Why should someone with PTSD have to apologise for who they are when they are reacting to something that was abnormal or disturbing, and maybe there's actually nothing about themselves to apologise for (?). No shortcomings, no 'but I should have/could have'. Just reaching a point where they can accept that it truly was never their 'shortcomings' in the first place.

No 'I accept the fact I screwed up and I need to change' - but an acceptance that you never screwed up in the first place. You're reacting the best you can as a good person to something outside of you that was indeed quite screwed up.
 
That's what it is- thank you again- will like to see Junebug's next reflection then, also. You guys have the take there- which has words to that 'thing' I feel about the whole idea. It makes us feel awful ( awfuller? That even a word?) - guilt, fault- apologizing - like we tend to do for BREATHING most days. I've always, always accepted that Im the one who married that *sswipe, I DID that-I have a terrible-TERRIBLE time accepting the rest really isn't also my fault anyway.Others here have traumas way LESS under their own control. I married my trauma out of free will! Logically, rationally- no it's not but a couple decades later- I STILL SUCK and I've had tons of good solid therapy.No sob story there- the self image takes a bad hit, through time.I did not make him do those things- and then my head takes over with 'yes but YOU... '. Sigh. It feels like one would be reciting 12 ways of saying the same sort of thing to oneself every day, you know? Clarity- badly needed in making one's head take the necessary stand with this stuff. Yes of course-and going back to the original point, we do have to take responsibility for our PTSD, not PTSD all over others, stay well when we can. I don't have a 'wrap it up well' final sentence on that ( suspect you or Junebug can find something cohesive ) but the 12 step thing just feel like the wrong way to go to get there.
 
You can't correlate PTSD with alcoholism, it is just trying to stuff the proverbial round peg into a square hole.
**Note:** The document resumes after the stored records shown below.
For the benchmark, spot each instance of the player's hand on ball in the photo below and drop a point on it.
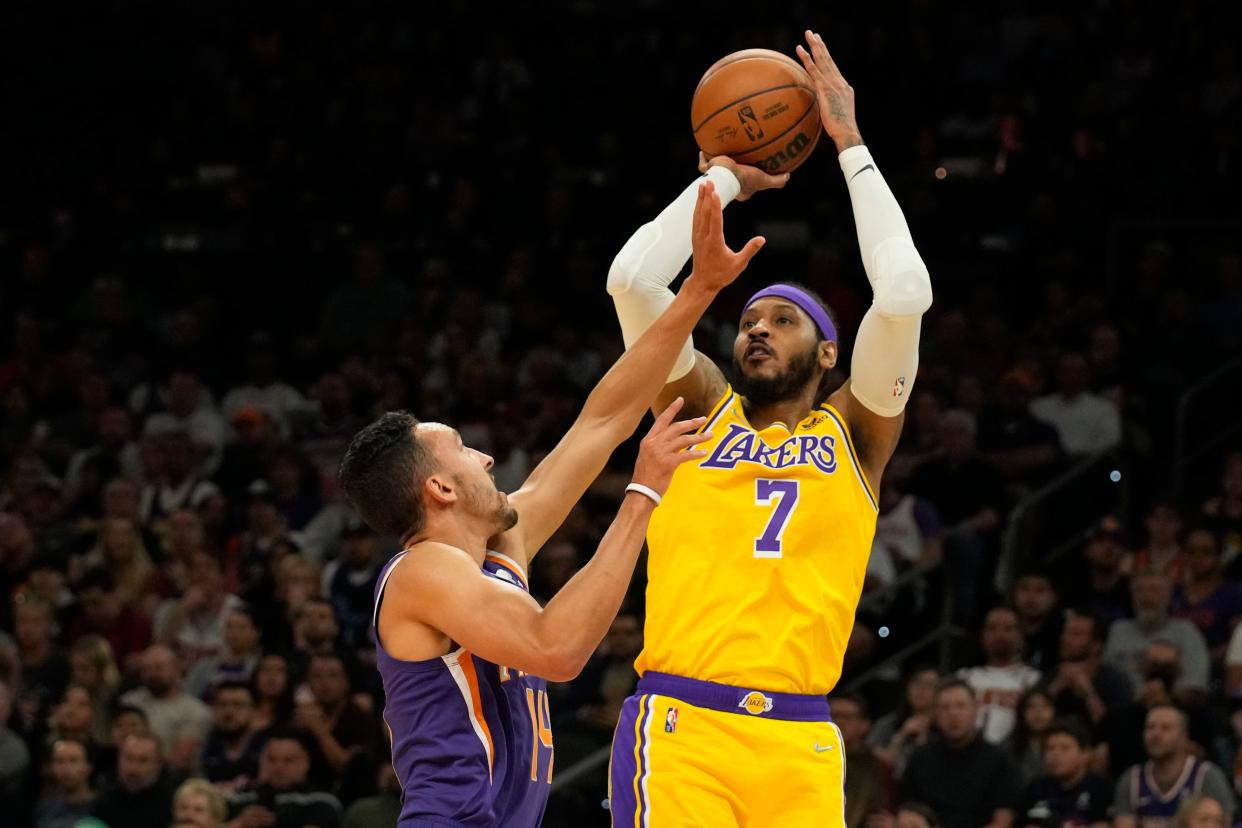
(667, 446)
(835, 96)
(716, 266)
(750, 178)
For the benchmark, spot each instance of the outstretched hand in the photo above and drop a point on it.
(667, 446)
(750, 179)
(835, 96)
(716, 266)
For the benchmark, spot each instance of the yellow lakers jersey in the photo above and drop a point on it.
(758, 555)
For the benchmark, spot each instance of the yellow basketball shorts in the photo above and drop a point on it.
(689, 752)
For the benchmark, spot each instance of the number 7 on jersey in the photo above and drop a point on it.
(785, 495)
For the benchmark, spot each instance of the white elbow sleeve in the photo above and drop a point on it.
(886, 358)
(651, 260)
(901, 283)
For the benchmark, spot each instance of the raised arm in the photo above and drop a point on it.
(886, 354)
(555, 641)
(651, 260)
(616, 405)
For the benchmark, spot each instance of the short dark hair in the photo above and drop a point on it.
(1072, 728)
(232, 684)
(951, 683)
(383, 474)
(1097, 623)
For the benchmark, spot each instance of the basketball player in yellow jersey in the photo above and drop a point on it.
(758, 551)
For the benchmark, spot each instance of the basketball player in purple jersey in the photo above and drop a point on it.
(462, 647)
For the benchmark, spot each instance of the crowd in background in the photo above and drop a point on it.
(234, 235)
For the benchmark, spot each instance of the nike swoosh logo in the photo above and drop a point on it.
(870, 166)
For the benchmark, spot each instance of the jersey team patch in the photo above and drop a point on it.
(755, 703)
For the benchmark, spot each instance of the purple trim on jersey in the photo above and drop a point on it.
(804, 301)
(437, 752)
(745, 702)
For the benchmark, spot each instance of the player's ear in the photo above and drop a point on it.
(440, 489)
(827, 354)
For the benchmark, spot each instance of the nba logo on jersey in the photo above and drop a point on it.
(755, 703)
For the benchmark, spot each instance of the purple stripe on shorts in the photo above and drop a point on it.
(740, 700)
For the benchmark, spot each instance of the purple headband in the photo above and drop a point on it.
(804, 301)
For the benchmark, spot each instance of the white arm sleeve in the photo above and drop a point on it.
(886, 354)
(651, 260)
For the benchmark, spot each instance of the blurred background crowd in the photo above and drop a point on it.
(232, 234)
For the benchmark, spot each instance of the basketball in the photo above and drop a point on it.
(759, 108)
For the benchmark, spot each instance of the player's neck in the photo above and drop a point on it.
(786, 411)
(452, 530)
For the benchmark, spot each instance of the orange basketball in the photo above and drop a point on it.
(758, 107)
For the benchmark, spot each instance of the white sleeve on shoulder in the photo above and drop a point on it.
(651, 260)
(886, 354)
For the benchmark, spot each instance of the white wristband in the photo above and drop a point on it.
(646, 490)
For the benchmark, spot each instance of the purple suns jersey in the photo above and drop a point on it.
(471, 740)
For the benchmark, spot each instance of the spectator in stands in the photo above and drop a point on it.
(178, 719)
(14, 754)
(1205, 598)
(1022, 448)
(181, 482)
(45, 670)
(72, 718)
(273, 692)
(1002, 678)
(194, 625)
(1155, 788)
(609, 677)
(127, 631)
(1083, 685)
(1128, 638)
(1086, 422)
(335, 723)
(1103, 589)
(1035, 715)
(1223, 513)
(1233, 666)
(965, 780)
(349, 582)
(70, 797)
(282, 797)
(897, 734)
(870, 780)
(230, 756)
(140, 793)
(1163, 551)
(1035, 602)
(968, 495)
(92, 668)
(1067, 792)
(190, 412)
(1200, 811)
(200, 805)
(1123, 728)
(235, 662)
(263, 389)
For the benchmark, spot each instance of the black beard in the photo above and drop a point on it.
(763, 391)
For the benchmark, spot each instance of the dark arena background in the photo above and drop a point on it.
(232, 234)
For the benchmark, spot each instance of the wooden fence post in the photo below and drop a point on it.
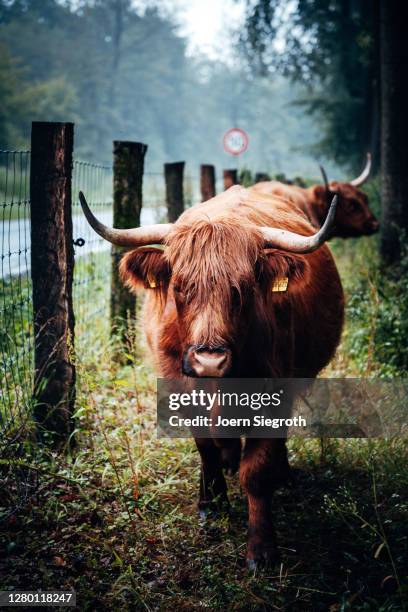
(173, 174)
(52, 267)
(128, 168)
(207, 182)
(230, 178)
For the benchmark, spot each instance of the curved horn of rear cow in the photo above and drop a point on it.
(364, 175)
(289, 241)
(138, 236)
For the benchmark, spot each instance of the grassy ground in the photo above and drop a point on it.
(117, 521)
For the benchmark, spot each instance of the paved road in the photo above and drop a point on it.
(15, 240)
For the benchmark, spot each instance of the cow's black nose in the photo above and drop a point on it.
(207, 361)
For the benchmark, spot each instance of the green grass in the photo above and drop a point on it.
(117, 520)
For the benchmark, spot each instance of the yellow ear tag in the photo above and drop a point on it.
(280, 284)
(151, 280)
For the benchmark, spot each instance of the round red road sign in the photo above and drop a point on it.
(235, 141)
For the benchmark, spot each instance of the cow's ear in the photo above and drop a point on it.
(145, 267)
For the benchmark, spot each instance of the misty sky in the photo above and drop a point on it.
(207, 24)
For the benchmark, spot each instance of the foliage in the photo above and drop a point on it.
(136, 83)
(331, 47)
(377, 305)
(117, 520)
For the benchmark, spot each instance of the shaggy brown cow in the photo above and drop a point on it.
(354, 217)
(210, 311)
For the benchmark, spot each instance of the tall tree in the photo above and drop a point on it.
(394, 147)
(331, 47)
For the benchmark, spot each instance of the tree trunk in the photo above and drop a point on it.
(128, 167)
(230, 178)
(394, 129)
(173, 174)
(52, 267)
(207, 182)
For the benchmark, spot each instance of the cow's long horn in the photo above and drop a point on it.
(364, 175)
(138, 236)
(296, 243)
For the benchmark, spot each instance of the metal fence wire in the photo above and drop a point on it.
(91, 297)
(17, 482)
(16, 327)
(92, 272)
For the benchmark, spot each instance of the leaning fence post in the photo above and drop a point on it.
(207, 182)
(128, 167)
(230, 178)
(173, 174)
(52, 267)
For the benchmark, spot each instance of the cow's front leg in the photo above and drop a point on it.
(263, 468)
(213, 488)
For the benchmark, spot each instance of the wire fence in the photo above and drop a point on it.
(16, 370)
(17, 483)
(91, 296)
(92, 272)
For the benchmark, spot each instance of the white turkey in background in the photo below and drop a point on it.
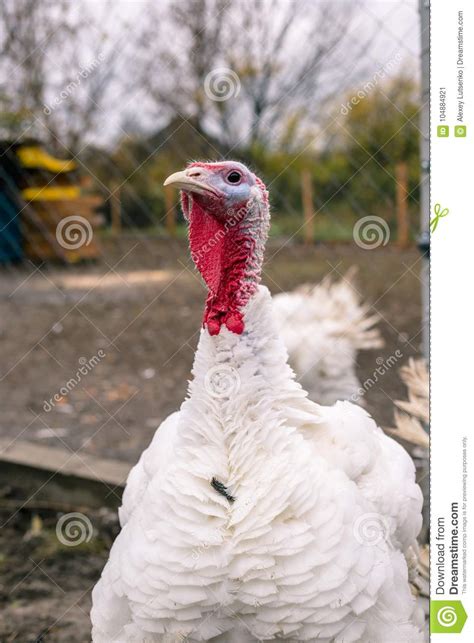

Substance abuse and addictions are just ONE aspect of PTSD. Lets face it, this disorder encompasses depression, anxiety, OCD behaviors, suicidal tendencies, DID behaviors, and probably a whole bunch of other things that are each given their own diagnosis and treatment plans in the DSM. I haven't even touched on some the the physical affects of PTSD.

There are things that we all do to manage it better. Medication, therapy, CBT, EDMR, ECT, EFT, lifestyle changes, meditation, anger management, grounding, etc., etc., etc. Even then, as Anni said, after twenty years of treatment, it can still bite you in ass and put you back to a place where you began.

PTSD is caused by BRAIN DAMAGE! We are all working hard on trying to LIVE, and depending on the day, we may be throwing every tool in our tool box at PTSD just be able to get through the next five minutes. There are times the emergency tool kit can stay in the garage for days, weeks, months, or years.

For those that do not have PTSD, recall the times in your life you have been anxious, depressed, obsessive, terrified, had suicidal thoughts, etc. Try to imagine those feelings at their worst. Then imagine living with that daily to varying degrees. Now imagine battling daily to managing these feelings. This is the closest I can describe PTSD to someone that doesn't have it.

Yes, yesterday I may have gone to work, paid bills, cleaned a house, taken care of children, etc. etc. etc. But today, maybe the most I can do is a shower and remembering to eat. However, I made it through each day and I am still alive. Living is our greatest accomplishment.

So what I wish for all of us at Christmas, is that we make it through the holidays. Our symptoms are not too out of control. That we find moments of happiness and peace. That each of us has at least someone to love us, just for who we are.